News

Macron Unveils Small-Business Reforms and Privatizations

Reforms are meant to make it easier for French companies to grow and export.

Christian Kern Emmanuel Macron
Austrian chancellor Christian Kern and French president Emmanuel Macron visit Salzburg, August 23, 2017 (BKA/Andy Wenzel)

French president Emmanuel Macron has unveiled new economic reforms benefiting small and medium-sized businesses:

  • Streamlining bankruptcy procedures.
  • Easing auditing requirements.
  • Advising companies on digitalization and exports.
  • Lifting the thresholds at which higher tax and social charges as well as employment rules kick in.

Reasons for the reforms

The Financial Times reports that many small companies are reluctant to hire above certain numbers because each threshold comes with onerous additional requirements. The new law would reduce the staff thresholds to three: eleven, fifty and 250.

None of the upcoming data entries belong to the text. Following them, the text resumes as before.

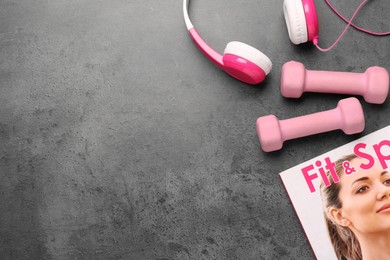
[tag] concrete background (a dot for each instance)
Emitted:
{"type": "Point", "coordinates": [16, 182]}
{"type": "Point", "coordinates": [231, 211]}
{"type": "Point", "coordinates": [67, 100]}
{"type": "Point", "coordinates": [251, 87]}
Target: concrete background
{"type": "Point", "coordinates": [119, 140]}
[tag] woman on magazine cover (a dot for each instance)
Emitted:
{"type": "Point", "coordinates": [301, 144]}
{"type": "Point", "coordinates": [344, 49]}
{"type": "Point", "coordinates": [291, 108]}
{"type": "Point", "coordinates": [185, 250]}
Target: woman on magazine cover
{"type": "Point", "coordinates": [357, 210]}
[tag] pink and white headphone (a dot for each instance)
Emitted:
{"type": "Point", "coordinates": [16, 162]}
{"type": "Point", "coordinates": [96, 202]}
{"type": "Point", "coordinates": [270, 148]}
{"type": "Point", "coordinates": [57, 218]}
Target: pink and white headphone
{"type": "Point", "coordinates": [239, 60]}
{"type": "Point", "coordinates": [250, 65]}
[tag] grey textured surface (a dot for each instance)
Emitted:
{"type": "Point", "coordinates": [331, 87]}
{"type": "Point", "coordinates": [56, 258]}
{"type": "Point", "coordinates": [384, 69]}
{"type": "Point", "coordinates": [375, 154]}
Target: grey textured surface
{"type": "Point", "coordinates": [119, 140]}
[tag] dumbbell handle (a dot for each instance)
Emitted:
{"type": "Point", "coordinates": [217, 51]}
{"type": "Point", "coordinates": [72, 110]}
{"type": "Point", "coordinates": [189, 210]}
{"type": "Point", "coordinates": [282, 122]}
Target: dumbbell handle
{"type": "Point", "coordinates": [335, 82]}
{"type": "Point", "coordinates": [319, 122]}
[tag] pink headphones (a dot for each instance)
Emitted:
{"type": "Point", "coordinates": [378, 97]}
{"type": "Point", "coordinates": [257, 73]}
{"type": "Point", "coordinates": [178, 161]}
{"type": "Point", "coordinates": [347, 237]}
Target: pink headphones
{"type": "Point", "coordinates": [239, 60]}
{"type": "Point", "coordinates": [301, 20]}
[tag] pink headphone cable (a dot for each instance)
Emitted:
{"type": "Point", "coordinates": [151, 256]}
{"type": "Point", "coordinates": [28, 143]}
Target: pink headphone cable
{"type": "Point", "coordinates": [315, 41]}
{"type": "Point", "coordinates": [354, 25]}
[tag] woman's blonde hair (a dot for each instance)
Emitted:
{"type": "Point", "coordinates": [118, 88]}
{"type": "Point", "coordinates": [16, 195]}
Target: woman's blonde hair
{"type": "Point", "coordinates": [342, 238]}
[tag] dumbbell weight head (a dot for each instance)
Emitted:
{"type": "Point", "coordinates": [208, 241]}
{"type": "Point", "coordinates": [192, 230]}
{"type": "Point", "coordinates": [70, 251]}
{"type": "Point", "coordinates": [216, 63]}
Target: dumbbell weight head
{"type": "Point", "coordinates": [377, 85]}
{"type": "Point", "coordinates": [347, 116]}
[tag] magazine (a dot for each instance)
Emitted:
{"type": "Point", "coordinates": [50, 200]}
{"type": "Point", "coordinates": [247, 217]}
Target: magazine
{"type": "Point", "coordinates": [358, 169]}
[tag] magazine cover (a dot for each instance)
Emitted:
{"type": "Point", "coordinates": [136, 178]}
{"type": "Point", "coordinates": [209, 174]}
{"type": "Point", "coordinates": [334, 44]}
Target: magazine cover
{"type": "Point", "coordinates": [342, 199]}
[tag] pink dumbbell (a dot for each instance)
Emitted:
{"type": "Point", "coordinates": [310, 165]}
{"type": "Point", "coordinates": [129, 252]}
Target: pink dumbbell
{"type": "Point", "coordinates": [347, 116]}
{"type": "Point", "coordinates": [373, 84]}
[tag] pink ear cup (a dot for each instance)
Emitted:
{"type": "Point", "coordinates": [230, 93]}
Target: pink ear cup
{"type": "Point", "coordinates": [240, 60]}
{"type": "Point", "coordinates": [309, 8]}
{"type": "Point", "coordinates": [245, 63]}
{"type": "Point", "coordinates": [347, 116]}
{"type": "Point", "coordinates": [373, 84]}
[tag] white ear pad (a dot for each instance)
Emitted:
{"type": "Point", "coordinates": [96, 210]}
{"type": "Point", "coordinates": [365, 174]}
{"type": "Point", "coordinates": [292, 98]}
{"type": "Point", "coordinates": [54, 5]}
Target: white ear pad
{"type": "Point", "coordinates": [295, 21]}
{"type": "Point", "coordinates": [249, 53]}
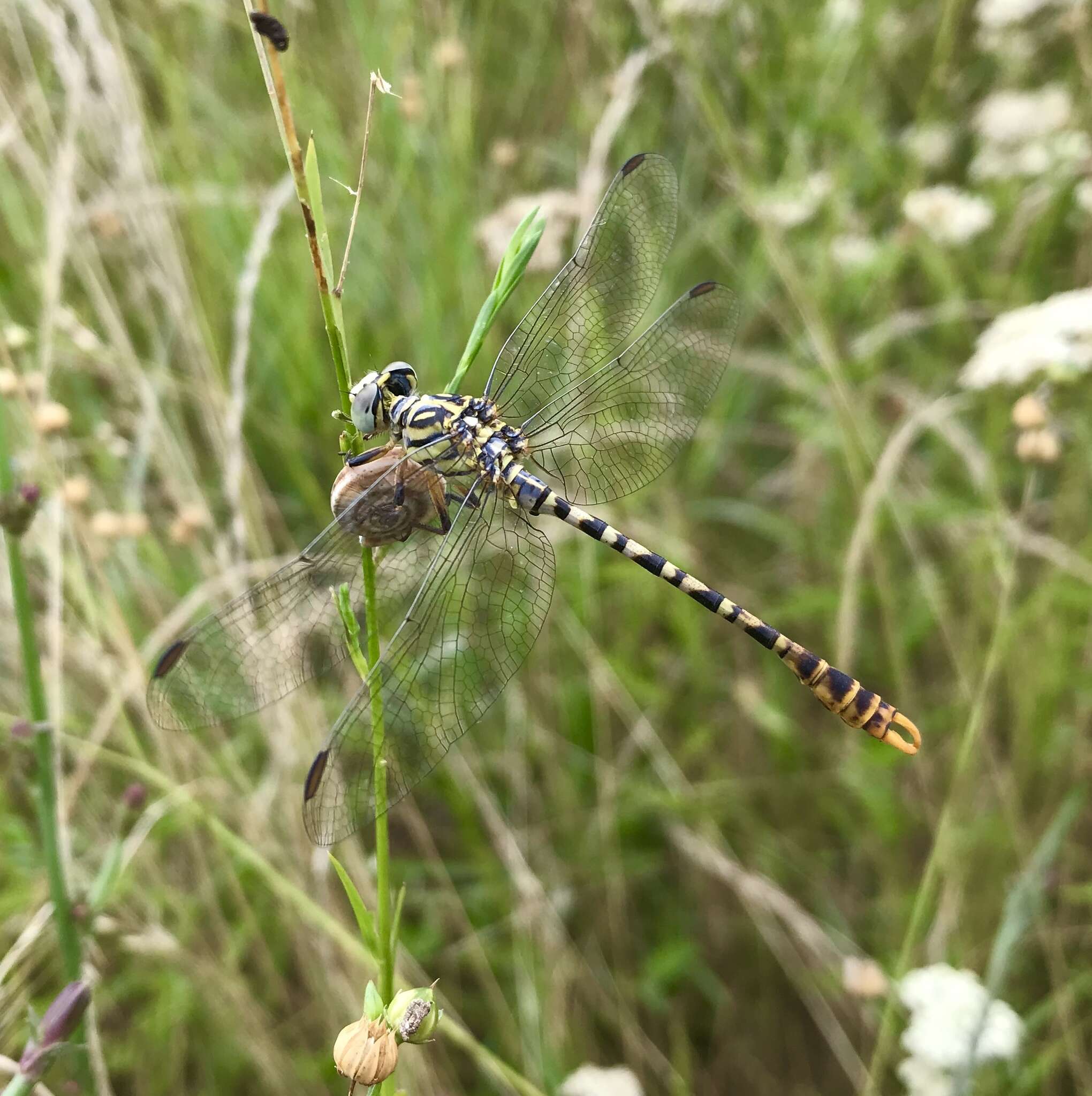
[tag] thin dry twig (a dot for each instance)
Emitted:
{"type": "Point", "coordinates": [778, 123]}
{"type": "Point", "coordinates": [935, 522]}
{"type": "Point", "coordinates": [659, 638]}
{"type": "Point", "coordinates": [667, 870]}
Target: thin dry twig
{"type": "Point", "coordinates": [376, 79]}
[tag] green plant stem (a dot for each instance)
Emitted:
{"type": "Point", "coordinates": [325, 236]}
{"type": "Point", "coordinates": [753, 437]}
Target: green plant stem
{"type": "Point", "coordinates": [380, 784]}
{"type": "Point", "coordinates": [19, 1085]}
{"type": "Point", "coordinates": [295, 898]}
{"type": "Point", "coordinates": [47, 767]}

Another reason for the reforms is that France has only half the number of small businesses as neighboring Germany and they export far less.

Privatizations

The same law provides the legal basis for the French government to sell shares in:

  • ADP, the airport operator;
  • Engie, the energy utility; and
  • Française des Jeux, the state gaming monopoly.

The French state will still own, or partially own, postal services, railways and telecommunications. Because the country never embarked on a program of mass privatization, one in five French workers are employed either by the state or a state-owned enterprise.